Chances are good the face mask you’re wearing or have on hand (just in case) was made outside the United States, maybe in China.
In calmer times, that wouldn’t matter much. But when Chinese officials are trying to stem a global pandemic that started in a Chinese city, how likely is it that the country will continue to export face masks at the same rate?
This isn’t a hypothetical. With the spread of COVID-19, aka, coronavirus, we know the answer is not very, and that it impacts a great deal more than face masks.
This moment might be one of opportunity for Mike Bowen, executive vice president for one of the few companies that manufactures masks in the U.S., were it not for the overwhelming numbers—for the chasm that exists between supply and demand.
“I’ve got requests for maybe a billion and a half masks, if you add it up,” Bowen says, adding that since January he is averaging around 100 calls and emails a day. “Normally, I don’t get any.”
Of course, the challenge illustrated by Bowen’s predicament is far more expansive than the inability of one Texas-based manufacturer to keep up with a ridiculous, panic-driven spike in demand.
“Without secure supply chains, the risk to health care workers around the world is real,” said Dr. Tedros Adhanom Ghebreyesus, director-general of the World Health Organization. “Industry and governments must act quickly to boost supply, ease export restrictions and put measures in place to stop speculation and hoarding.”
And in the meantime, what can an individual hospital or health system do to try and ensure adequate supplies?
Focus on things at home. Keep it local. At a minimum, implement real-time supply chain management systems that provide timely, accurate reports so you know what you have and need.
How can a robust supply-chain management system help you in times like these?
First, by managing items across supply chain methodologies. Certainly, your hospital orders from different suppliers, and chances are those suppliers don’t all use the same methodology. With cross-stock methodology capabilities, it won’t matter whether suppliers use KANBAN, EOQ/ROP, PAR, MIN/MAX or Suppress Pick.
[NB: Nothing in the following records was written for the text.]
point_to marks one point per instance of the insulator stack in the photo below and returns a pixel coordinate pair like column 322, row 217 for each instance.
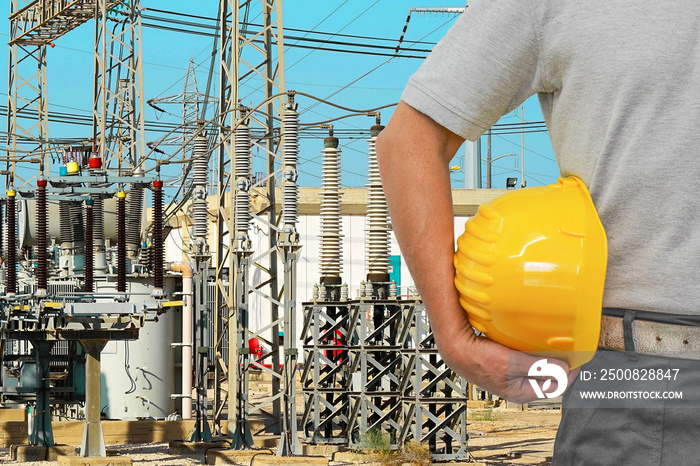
column 133, row 218
column 145, row 257
column 377, row 232
column 200, row 165
column 121, row 242
column 89, row 245
column 242, row 171
column 66, row 227
column 98, row 220
column 290, row 158
column 10, row 250
column 41, row 237
column 2, row 243
column 331, row 246
column 158, row 234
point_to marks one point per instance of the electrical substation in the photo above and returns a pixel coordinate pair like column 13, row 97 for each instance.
column 117, row 305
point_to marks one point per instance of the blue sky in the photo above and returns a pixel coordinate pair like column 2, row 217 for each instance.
column 352, row 80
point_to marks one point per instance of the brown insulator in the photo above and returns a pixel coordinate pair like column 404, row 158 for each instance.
column 10, row 250
column 158, row 234
column 121, row 242
column 42, row 274
column 89, row 246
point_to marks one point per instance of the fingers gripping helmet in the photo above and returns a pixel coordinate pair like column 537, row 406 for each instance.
column 530, row 270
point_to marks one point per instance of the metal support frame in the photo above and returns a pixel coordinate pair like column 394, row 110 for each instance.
column 93, row 437
column 434, row 397
column 376, row 368
column 42, row 432
column 373, row 365
column 326, row 377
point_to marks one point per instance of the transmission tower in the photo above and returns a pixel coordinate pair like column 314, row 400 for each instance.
column 118, row 120
column 241, row 58
column 189, row 100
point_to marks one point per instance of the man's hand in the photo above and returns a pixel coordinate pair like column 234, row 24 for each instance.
column 414, row 154
column 495, row 368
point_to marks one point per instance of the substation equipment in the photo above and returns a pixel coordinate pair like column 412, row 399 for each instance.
column 84, row 278
column 371, row 364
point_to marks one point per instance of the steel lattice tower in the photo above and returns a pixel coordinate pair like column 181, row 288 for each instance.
column 241, row 58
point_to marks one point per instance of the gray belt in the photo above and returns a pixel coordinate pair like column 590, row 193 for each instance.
column 626, row 332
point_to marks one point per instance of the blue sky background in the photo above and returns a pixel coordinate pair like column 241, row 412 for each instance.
column 325, row 74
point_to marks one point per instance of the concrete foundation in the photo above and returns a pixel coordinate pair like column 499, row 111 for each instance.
column 29, row 453
column 261, row 458
column 178, row 448
column 94, row 461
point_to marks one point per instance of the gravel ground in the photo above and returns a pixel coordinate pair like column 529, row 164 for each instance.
column 497, row 437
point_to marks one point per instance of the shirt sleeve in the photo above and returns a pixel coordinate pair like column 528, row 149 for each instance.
column 485, row 66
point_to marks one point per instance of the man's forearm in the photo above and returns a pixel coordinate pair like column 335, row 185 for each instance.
column 414, row 154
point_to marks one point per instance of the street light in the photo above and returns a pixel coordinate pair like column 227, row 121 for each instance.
column 489, row 161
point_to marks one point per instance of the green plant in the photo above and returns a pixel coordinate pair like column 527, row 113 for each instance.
column 377, row 446
column 416, row 453
column 374, row 441
column 485, row 415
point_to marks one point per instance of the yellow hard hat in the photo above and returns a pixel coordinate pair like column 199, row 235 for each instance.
column 530, row 270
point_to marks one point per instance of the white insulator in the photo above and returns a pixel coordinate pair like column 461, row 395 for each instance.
column 243, row 164
column 290, row 157
column 377, row 231
column 134, row 210
column 98, row 215
column 331, row 248
column 200, row 229
column 200, row 163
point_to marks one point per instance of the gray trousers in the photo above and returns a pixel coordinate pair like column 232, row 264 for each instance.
column 634, row 430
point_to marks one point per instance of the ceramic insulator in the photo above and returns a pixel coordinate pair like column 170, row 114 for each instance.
column 290, row 157
column 331, row 248
column 199, row 184
column 377, row 232
column 242, row 175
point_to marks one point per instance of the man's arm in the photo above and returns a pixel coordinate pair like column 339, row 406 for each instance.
column 414, row 154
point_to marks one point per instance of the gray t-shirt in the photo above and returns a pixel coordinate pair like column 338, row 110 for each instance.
column 619, row 86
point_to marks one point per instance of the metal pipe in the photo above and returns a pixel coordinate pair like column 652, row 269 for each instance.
column 187, row 332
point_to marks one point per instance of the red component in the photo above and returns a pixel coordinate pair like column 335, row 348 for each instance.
column 255, row 347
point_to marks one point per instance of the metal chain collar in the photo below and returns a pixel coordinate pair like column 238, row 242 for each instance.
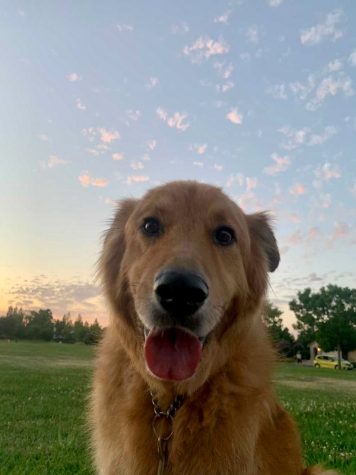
column 162, row 425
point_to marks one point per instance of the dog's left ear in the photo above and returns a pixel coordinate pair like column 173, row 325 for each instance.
column 261, row 231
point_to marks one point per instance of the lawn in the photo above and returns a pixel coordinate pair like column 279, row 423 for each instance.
column 43, row 391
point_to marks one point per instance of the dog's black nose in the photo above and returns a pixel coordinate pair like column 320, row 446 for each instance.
column 180, row 293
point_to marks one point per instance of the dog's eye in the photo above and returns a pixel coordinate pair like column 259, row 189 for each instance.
column 224, row 236
column 151, row 227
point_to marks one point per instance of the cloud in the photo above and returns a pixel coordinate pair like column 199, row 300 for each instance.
column 108, row 136
column 252, row 35
column 328, row 172
column 74, row 77
column 234, row 116
column 137, row 165
column 313, row 233
column 86, row 180
column 176, row 121
column 295, row 238
column 152, row 144
column 204, row 48
column 330, row 86
column 274, row 3
column 340, row 230
column 124, row 28
column 296, row 137
column 55, row 161
column 61, row 296
column 278, row 91
column 136, row 179
column 304, row 136
column 133, row 115
column 199, row 149
column 224, row 18
column 180, row 28
column 352, row 58
column 152, row 82
column 297, row 189
column 117, row 156
column 80, row 106
column 333, row 66
column 327, row 30
column 316, row 139
column 281, row 164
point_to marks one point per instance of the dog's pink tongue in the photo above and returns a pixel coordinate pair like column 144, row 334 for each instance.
column 172, row 353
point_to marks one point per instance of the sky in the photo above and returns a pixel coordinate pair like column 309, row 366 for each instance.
column 104, row 100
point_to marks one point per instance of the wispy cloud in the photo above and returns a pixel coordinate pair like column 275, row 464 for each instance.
column 297, row 189
column 204, row 48
column 117, row 156
column 352, row 58
column 152, row 82
column 180, row 28
column 330, row 86
column 252, row 34
column 74, row 77
column 175, row 121
column 274, row 3
column 124, row 28
column 86, row 180
column 55, row 161
column 108, row 136
column 80, row 105
column 278, row 91
column 281, row 164
column 224, row 18
column 304, row 136
column 328, row 172
column 199, row 149
column 234, row 116
column 132, row 179
column 152, row 144
column 329, row 29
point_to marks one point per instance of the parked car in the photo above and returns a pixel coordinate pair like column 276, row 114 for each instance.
column 325, row 361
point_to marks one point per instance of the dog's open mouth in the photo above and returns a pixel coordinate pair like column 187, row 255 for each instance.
column 172, row 353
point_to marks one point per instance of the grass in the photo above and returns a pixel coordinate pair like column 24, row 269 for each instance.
column 43, row 391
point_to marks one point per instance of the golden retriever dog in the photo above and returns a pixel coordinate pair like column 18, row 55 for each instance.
column 183, row 377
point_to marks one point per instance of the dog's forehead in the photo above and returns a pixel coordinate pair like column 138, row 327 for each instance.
column 186, row 197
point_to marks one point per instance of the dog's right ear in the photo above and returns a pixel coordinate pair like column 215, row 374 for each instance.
column 114, row 246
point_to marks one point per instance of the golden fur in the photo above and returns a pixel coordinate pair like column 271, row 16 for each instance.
column 230, row 421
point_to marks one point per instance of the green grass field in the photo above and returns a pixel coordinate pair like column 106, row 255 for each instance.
column 43, row 391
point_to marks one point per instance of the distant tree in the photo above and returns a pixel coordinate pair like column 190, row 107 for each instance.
column 12, row 324
column 64, row 329
column 39, row 325
column 327, row 316
column 94, row 334
column 281, row 337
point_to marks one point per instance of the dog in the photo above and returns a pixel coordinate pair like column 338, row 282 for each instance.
column 182, row 384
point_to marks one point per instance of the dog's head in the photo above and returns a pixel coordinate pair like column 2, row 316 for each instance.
column 182, row 267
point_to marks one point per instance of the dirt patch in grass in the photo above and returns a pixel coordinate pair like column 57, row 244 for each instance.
column 323, row 384
column 37, row 362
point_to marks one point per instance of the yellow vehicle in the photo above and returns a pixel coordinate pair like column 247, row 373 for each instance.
column 325, row 361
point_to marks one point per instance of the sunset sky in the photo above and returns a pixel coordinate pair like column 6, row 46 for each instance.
column 103, row 100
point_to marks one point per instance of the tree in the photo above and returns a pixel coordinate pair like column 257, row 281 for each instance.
column 281, row 337
column 39, row 325
column 327, row 316
column 12, row 325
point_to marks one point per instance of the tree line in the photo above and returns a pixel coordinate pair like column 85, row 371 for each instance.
column 327, row 316
column 40, row 325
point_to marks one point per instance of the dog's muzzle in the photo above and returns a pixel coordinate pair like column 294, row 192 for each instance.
column 180, row 293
When the system can search without concern for methodology compatibility, your hospital can have more faith in the accuracy of current inventory, will save time previously spent contacting individual suppliers, and can more rapidly resupply as needed by quickly determining who has what and where. Need to replenish hand sanitizer and cotton swabs? Initiate one search that pulls in all existing suppliers and tells you who has what you need before placing an order.
Second, by tracking the supply of an item for both primary and secondary suppliers. As COVID-19 demonstrates, this ability to manage backorder situations is always useful and sometimes crucial. A useful, vibrant system will use a barcode to add an item to a primary provider pick list AND report on the same item to a secondary provider in the event the primary has none in stock. The need for guess work and manually retracing steps when the primary provider does not have the necessary stock is eliminated.
Finally, by comprehensively managing all items not controlled by the Drug Enforcement Administration. Controlled substances that fall under DEA jurisdiction are a complicating factor, but the system you use should monitor everything but controlled substances. Is your hospital having to manually track and order some essential items? Time to look for a new system.
Beyond these common-sense steps enabled by a functional supply-chain solution, hospital administrators may want to start looking for alternative suppliers. The disturbing truth is that the United States has become heavily reliant on China for certain products that slow to a trickle in situations like the one COVID-19 is creating.
“This is an opportunity for companies to look for different ways to do the supply chain,” said Stephanie Kennan of McGuireWoods Consulting. “I think it’s an issue that over the long term we need to grapple with because we can’t even manufacture a lot of the drugs inside the United States.”
And where China is the source of many drug-related components, India produces many of the finished drugs imported to the United States. With COVID-19, the Indian government has instructed manufacturers to get permission before exporting 26 different drugs, about two-thirds of which are antibiotics.
So, will COVID-19 be the catalyst for a whole new era of manufacturing essential products inside the United States? Perhaps it will be, and perhaps it should be. And perhaps your hospital can find a way to contribute to or benefit from such efforts.
In the meantime, however, the best thing you can do for your organization and patients is to stock up on necessary items as efficiently and rapidly as possible. With any luck, COVID-19 will be a tremendously exaggerated threat, but it will most certainly be followed eventually by a bug that is not. The key element is our preparation for threats generally, not the lethality of this threat in particular.